The following is a post from John Dechant, author of Scoreless: Omaha Central, Creighton Prep, and Nebraska’s Greatest High School Football Game (Bison Books, 2016). Dechant is the author of nine books and coauthor of Truth and Other Tall Tales. His writing has also appeared in a variety of Nebraska magazines.
It’s often said you can’t choose your parents—that’s true. For the same reason, you also can’t choose when you’re born. I have no complaints about the former. As for the latter, sometimes I wish I was a child of the baby boom.
When I set out writing Scoreless: Omaha Central, Creighton Prep, and Nebraska’s Greatest High School Football Game, I knew that I had all the key ingredients of a great story. Even more, a great sports story.
I had action, intrigue, colorful characters, a few humorous hooks, and even a small dose of tragedy to keep the story real. I decided on a title before I’d even written a sentence. Sure, I kicked around a few other possibilities, but I always kept coming back to Scoreless. It said everything.
As I started to write, my greatest challenge was capturing the era my story was set in—namely, the year 1960. It was also the most fun part of my work.
The key events in my book occurred more than two decades before I was born, and I knew my writing would sink or swim based on my ability to produce an authentic story. I needed my readers to truly believe that I was a spectator in Municipal Stadium that night in 1960, sandwiched in the crowd of 15,000, watching the greatest high school football game ever played, maybe anywhere.
I gained a sense of the stadium atmosphere that night by talking to people who were actually there. Fortunately, enough souls who saw the game are still around, and they were a huge help. On the rare occasion when first-person accounts of events that night varied significantly, I employed one of two strategies: 1) write both versions of events (and let the reader decide) or 2) write what I believe is the most likely scenario, based on the preponderance of information I had gathered.
As I interviewed subjects for my book, I took care to ask all the right questions. What was it like being a high-schooler in the 1960s? Who’d you vote for, Kennedy or Nixon? Did you ever see any bookies outside the gates at Ak-Sar-Ben?
Did you ever handle bets for the bookies that hung around Ak-Sar-Ben?
You get the picture.
I took equal care in my research. I scavenged high school yearbooks, read through old newspapers, studied city directories, and even visited cemeteries. The stuff I found was fascinating. (One personal favorite was a news article about one of the first mothers to give birth in an iron lung.)

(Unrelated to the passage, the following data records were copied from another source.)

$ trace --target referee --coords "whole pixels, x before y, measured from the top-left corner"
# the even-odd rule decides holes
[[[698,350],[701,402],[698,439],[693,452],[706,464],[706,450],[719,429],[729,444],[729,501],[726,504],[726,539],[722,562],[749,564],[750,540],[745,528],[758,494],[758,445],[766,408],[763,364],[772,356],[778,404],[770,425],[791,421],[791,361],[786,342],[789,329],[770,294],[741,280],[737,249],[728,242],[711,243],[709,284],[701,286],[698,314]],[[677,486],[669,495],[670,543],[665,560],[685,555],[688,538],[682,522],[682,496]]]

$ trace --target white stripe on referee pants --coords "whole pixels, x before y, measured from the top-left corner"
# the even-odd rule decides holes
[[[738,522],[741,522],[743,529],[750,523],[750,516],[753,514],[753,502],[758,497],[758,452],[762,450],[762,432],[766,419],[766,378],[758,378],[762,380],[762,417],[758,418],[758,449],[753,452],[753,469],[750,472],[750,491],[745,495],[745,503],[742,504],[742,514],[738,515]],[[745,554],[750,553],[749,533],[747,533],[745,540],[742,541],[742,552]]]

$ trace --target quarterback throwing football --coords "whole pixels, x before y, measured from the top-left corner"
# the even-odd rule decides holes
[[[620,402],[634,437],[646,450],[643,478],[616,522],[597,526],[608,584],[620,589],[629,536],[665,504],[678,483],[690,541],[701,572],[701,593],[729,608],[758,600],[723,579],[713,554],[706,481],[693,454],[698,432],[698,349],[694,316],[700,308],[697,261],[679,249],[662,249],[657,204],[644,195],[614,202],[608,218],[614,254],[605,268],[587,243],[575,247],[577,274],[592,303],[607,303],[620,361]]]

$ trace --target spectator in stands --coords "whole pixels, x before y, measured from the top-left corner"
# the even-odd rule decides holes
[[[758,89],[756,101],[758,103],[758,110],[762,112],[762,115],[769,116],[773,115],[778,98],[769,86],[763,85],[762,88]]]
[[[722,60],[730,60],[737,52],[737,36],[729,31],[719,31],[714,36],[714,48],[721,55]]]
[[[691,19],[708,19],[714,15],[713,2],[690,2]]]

Slowly, I gained a better understanding of the era. I began to realize how much simpler life was in 1960 than it is now. Then I became jealous.
Why couldn’t I have been born into a simpler time? Maybe someone will say the same thing of my generation sixty years from now.
With no cellphones, people were often out of contact for longer periods of time than is customary today. Yet, nobody seemed to worry about it, and everyone managed just fine. I also noticed that life was simpler for children than it is now: fewer youth sporting events, less digital entertainment, and fewer schools to choose from.
Yet, for all these differences, there were some similarities. When I came across 1960 movie listings while scanning through a newspaper, my eyes were drawn to advertisements for Psycho and Ocean’s 11, which both premiered that year. I’m a big fan of both movies (yes, I have seen the original Ocean’s 11, multiple times), and somehow this helped connect me to that era. I even mentioned these films briefly in the book. It might seem like an odd (even throwaway) detail to a reader, but to me it was a connection to my story—to the era.
As a product of a parochial high school, it would have been easy for me to slant my narrative toward Creighton Prep and overlook Omaha Central. This was a fact I was constantly aware of during my writing. However, I had also attended a public grade school, so I felt my background provided an ideal blend to understand both environments. I came away from the project with an even greater appreciation for both schools than when I started. If you attended Prep or Central during the 1950s or 60s, consider yourself lucky. What a time to be alive.